Segmentation is going to be key. After all, your suppliers aren’t going to need to know all the information you need to share with investors. Dynamic content will help you ensure the only the relevant information is being sent to the right target audience.

Keeping customers updated

During times of business continuity, keeping customer confidence in your brand is going to make a huge difference to the success of your plan.

Broadcast comms

Putting a continuity plan into action will be an unprecedented situation for most brands. It’ll also be a highly unusual position for most of your customers. Keeping them informed about any changes to your business demonstrates your brand integrity in their eyes. Sending a broadcast from your CEO is a great way to improve trust and confidence and can be personalized for more impact.

Two-way conversations

Put customers’ minds at ease quickly and efficiently by introducing live chat to your website. This is going to be particularly effective if you’re an ecommerce brand and have had to close the doors of your brick-and-mortar stores.

Changes to events and activities

As you try to maintain BAU during troubling times, you may be required to change or cancel events or activities you’d organized for your customers. Make sure they’re well informed with plenty of notice with an impactful SMS.


Sending comforting reassurances directly into the palm of the customer’s hand can be achieved with a personalized push notification. With mobile devices never far from reach, remind customers that you’re still around and working hard to meet their needs.

What to say and when

These are just a few use-case examples. No one knows your customers, employees, or stakeholders as well as you do. You need to carefully consider which channel will have the greatest success with your audience.

What you say and when you say it will be an ongoing challenge during unpredictable times. Only you can make these decisions. But how you say it will make all the difference to your customers.

  • Be open
  • Be honest
  • Be empathetic

Remember that your readers may be as scared, worried, or confused about the situation as you are.

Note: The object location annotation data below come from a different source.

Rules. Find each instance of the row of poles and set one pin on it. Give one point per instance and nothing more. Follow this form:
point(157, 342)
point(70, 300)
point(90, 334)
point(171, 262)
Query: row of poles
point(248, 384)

Recent events have provided some amazing examples of brands focusing on their communities. They’ve been speaking to customers honestly as situations change. Focusing on the humans involved rather than the products or services they provide.

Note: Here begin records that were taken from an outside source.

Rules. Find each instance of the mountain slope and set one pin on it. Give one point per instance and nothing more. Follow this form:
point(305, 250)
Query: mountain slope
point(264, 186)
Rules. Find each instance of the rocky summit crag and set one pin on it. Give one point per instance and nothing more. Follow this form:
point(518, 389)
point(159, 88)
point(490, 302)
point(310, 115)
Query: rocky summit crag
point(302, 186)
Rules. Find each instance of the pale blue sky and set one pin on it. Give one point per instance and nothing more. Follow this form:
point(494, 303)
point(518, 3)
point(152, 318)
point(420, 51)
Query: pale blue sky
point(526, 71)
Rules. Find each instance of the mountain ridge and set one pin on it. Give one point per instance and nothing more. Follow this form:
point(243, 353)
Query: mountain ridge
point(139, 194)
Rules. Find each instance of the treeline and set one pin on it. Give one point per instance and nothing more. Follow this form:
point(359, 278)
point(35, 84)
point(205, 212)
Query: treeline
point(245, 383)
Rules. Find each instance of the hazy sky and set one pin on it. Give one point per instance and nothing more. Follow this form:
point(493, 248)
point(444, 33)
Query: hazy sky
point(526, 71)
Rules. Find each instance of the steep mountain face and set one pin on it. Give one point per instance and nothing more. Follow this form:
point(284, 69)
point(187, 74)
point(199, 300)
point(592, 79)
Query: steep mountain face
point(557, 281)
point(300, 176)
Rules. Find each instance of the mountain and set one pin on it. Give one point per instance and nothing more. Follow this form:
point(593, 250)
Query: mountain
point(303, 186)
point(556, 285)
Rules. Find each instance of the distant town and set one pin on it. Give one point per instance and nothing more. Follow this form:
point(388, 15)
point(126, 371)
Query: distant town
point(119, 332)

Another Space business continuity email

Friction Free Shaving coronavirus email

COACH business continuity email

Before you reach out, run through these questions to determine whether it is a message that needs to be sent:

  • Can I segment my audience? Whether you’re a big or a small organization, your database will interact with you differently. You will have more impact if you take this into consideration.
  • Do I need to say this now? How time-sensitive is the message I want to send? Can I send it later?
  • Does this information impact the reader? Will it affect the way they use our services or products? If they haven’t interacted with us for a while, do they need to know?
  • Are people relying on me for answers? Considering our industry and the concerns affecting the public, are we providing them with the information they need now?
  • Is there a risk in sending this? If it doesn’t have the impact I want, could it lead to unsubscribes, complaints or being marked as spam?